Ensembling Predictions for combined Uncertainty-based Loss and Dice

I’m trying to train multiple models in parallel, combine the predictions to produce an uncertainty estimate, then measure the quality of this estimate with Expected Calibration Error.

For each model, I want to then use the loss as the dice of its prediction + the ECE of the ensembled models’ predictions.

I’m not sure how the backprop process will work with this. I understand that you can simply combine losses then call .backward(), however if I combine multiple predictions, then run ECE on these predictions, is using the same calculate ECE fine to use in the sum with the specific model’s prediction?

To put it in psuedocode:

for epoch in epochs:
  preds = predict_all_models(models)
  stacked_pred = stack_preds(preds)
  uncertainty = calc_entropy_uncertainty(stacked_pred)
  ece = calc_ece(stacked_pred, uncertainty, truth)
  for model in models:
    dice = dice(preds[model])
    combined_loss = dice + ece

Further, I’m not sure how autograd works - is there anything special I need to do to make backward() work, or can I just calculate the ECE using PyTorch functions and it’ll magically work?

As long as ECE is implemented with differentiable torch ops then yes the gradient should propagate properly through it. As long as you don’t do weird things like create new tensors, convert to numpy and back, etc, it should be fine.

The updated gradients will propagate properly through all models, despite the predictions being stacked to produce the ECE?

If the predictions are continuous & you used torch.stack (rather than constructing a new tensor yourself), then yes.

I’m now getting a RuntimeError: Trying to backward through the graph a second time.

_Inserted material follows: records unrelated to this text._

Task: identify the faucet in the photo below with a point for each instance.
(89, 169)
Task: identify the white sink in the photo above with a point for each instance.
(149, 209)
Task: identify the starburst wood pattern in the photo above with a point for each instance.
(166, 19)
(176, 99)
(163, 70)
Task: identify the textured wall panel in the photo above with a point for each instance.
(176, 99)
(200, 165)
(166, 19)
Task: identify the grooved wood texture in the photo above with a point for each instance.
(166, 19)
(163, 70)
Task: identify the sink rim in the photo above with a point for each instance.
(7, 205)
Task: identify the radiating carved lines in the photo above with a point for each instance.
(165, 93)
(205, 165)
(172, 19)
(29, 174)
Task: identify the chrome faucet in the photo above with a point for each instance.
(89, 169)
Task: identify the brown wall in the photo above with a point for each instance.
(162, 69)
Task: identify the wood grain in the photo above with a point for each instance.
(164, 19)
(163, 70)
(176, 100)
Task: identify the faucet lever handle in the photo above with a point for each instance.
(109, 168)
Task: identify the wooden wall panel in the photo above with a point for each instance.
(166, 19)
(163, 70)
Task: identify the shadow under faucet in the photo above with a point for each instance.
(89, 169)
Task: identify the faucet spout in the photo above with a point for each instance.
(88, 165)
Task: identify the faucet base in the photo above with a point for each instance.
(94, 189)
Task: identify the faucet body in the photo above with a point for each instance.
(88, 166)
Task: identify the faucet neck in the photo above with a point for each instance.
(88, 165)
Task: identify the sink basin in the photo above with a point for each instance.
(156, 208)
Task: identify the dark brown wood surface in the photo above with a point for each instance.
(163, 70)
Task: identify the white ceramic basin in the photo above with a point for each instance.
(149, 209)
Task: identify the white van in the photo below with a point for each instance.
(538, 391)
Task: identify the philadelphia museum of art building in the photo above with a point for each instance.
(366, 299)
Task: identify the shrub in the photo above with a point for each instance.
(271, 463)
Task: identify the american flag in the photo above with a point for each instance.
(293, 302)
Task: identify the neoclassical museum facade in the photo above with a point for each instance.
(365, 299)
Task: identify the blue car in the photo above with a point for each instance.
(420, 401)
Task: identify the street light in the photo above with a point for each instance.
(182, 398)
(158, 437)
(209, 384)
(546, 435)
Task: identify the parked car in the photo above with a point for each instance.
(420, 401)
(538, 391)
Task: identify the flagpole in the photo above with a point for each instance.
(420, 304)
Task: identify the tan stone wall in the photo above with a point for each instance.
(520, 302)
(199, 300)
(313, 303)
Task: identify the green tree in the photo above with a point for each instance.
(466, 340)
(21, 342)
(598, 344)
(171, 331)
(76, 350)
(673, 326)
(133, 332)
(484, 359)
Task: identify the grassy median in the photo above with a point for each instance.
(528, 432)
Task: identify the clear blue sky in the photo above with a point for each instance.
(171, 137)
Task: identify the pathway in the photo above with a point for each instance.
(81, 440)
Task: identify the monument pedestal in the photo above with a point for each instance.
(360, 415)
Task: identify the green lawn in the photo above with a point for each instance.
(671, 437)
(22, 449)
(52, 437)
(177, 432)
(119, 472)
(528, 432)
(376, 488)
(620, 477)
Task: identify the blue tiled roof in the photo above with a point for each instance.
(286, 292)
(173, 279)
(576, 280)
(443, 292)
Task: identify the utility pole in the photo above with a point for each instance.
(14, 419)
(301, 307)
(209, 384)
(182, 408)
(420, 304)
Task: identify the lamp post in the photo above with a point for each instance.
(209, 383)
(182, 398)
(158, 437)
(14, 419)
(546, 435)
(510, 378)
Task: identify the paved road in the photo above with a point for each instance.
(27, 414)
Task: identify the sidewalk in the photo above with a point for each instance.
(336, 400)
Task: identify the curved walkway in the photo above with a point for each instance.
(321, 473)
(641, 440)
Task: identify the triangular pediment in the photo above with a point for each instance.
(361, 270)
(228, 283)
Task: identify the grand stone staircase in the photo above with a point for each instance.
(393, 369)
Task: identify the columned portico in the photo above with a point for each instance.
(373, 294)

Am I right in thinking that because stacked_pred and uncertainty come from the same preds variable, when I call backward on the ECE, it causes the gradients to be propagated from both stacked_pred and uncertainty to the original predictions.

Therefore, since they’re both combined to produce ECE, am I okay to call .detach() on one of the values, solving the problem? Or would this cause the gradients from ECE to not properly backprop?

EDIT: Maybe not… maybe instead because I’m combining the dice and ECE which both come from the same prediction?

It’s probably worth mentioning that the dice in my original psuedocode is the dice for an individual model’s prediction.

EDIT 2: Thinking about it a bit more, I should probably do

for model in models:
    dice = dice(preds[model])

otherwise I’ll be calling .backward() on the same loss function multiple times.